- Jaksa Sita Truk dan Alat Berat Perusahaan Terkait Korupsi Distribusi Semen
- Pejabat Bank Tersangka Korupsi KUR di OKUT Tidak Ditahan karena Akan Menjalankan Ibadah Haji
- Diduga Menghalangi Penyidikan Kasus Korupsi, Staf Ahli Bupati Muba dan Oknum Pengacara Jadi Tersangka
- Sinergi Hadapi Musim Kemarau, Apel Karhutla Sumsel Bakal Digelar di Kampung Nelayan Sungsang pada 6 Mei 2026
- Resmi Dilantik, 325 Bintara Remaja TNI AD Siap Mengabdi untuk Negeri
Mantan Sekda dan Eks Kabiro Kesra Pemprov Ditahan Kejati Sumsel
# Tersangka Baru Rasuah Masjid Sriwijaya
PALEMBANG, SIMBUR – Mantan Sekretaris Daerah (Sekda) Pemerintah Provinsi Sumatera Selatan (Pemprov Sumsel) MS dan eks Kepala Biro Kesejahteraan Rakyat (Kesra) AN resmi ditetapkan sebagai tersangka. Keduanya ditahan Tim Penyidik Pidana Khusus Kejati Sumsel karena terlibat dalam kasus dugaan korupsi proyek pembangunan Masjid Sriwijaya di Jakabaring, Palembang.

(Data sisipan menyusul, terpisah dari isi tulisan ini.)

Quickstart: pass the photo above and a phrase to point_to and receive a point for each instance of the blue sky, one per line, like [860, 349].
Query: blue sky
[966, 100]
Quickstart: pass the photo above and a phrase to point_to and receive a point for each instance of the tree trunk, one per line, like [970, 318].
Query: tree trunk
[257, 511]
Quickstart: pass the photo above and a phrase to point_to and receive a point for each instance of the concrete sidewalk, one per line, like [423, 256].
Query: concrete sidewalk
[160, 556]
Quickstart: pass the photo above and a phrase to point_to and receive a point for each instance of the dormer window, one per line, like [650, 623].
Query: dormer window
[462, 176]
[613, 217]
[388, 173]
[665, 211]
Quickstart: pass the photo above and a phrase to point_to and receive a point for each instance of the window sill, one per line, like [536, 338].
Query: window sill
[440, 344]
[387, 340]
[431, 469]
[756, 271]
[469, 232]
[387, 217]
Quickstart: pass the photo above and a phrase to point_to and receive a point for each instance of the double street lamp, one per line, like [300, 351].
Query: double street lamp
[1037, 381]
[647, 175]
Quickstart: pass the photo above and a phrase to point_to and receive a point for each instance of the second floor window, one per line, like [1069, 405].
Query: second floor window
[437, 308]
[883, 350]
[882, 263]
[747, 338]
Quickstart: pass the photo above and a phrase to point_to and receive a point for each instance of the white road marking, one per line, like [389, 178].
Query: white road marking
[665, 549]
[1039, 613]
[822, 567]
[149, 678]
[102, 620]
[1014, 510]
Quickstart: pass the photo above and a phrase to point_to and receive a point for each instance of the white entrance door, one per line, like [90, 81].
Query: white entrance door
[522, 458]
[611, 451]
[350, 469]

Dua tersangka baru tersebut digelandang keluar dari gedung Kejati Sumsel usai menjalani pemeriksaan Rabu (16/6) sekitar pukul 17.12 WIB. Keduanya langsung memakai baju tahanan Tipikor Kejati Sumsel warna merah dengan tangan dipasang diborgol. Tersangka MS dan AN dibawa menuju mobil tahanan Kejati Sumsel lalu diantar ke Lembaga Pemasyarakatan (Lapas) Pakjo Palembang. Saat dimintai keterangan awak media, kedua tersangka hanya tersenyum lepas. Tidak mau berkomentar sembari jalan bergegas.
Khaidirman SH, Kasi Penerangan Hukum Kejati Sumsel menegaskan, keduanya ditahan atas dugaan penyalahgunaan jabatan dan wewenang dalam proyek pembangunan Masjid Sriwijaya. “Yang mana tersangka berinisial MS kapasitasnya selaku tim anggaran pemerintah daerah atau TAPD. Sedangkan tersangka berinisial AN kapasitasnya Karo Kesra Sumsel dalam aliran dana hibah proyek pembangunan Masjid Sriwijaya di Jakabaring,” terang Khaidirman.
Atas perkara ini, tim penyidik Pidsus Kejati Sumsel mengganjar kedua tersangka telah melanggar pasal 2 jo 18 UU No 20/2001 jo 55 KUHP Pidana, subsider pasal 3 jo pasal 18 no 20 tahun 2001 jo 55 ayat 1 KUHP. Adapun ancamannya berupa pidana maksimal 15 tahun penjara.
Dengan dua tersangka baru, lanjut Khaidirman, artinya jumlah tersangka dugaan proyek pembangunan Masjid Sriwijaya genap menjadi enam orang dalam lingkaran kasus terus bergulir ini. “Kedua tersangka ini dilakukan penahanan untuk 20 hari ke depan,” tegasnya.
Sementara, proyeknya sendiri masih berupa tiang beton menjulang alias mangkrak. Dalam perjalanannya penyidik mengendus adanya kejanggalan penggunaan anggaran pembangunan Masjid Sriwijaya.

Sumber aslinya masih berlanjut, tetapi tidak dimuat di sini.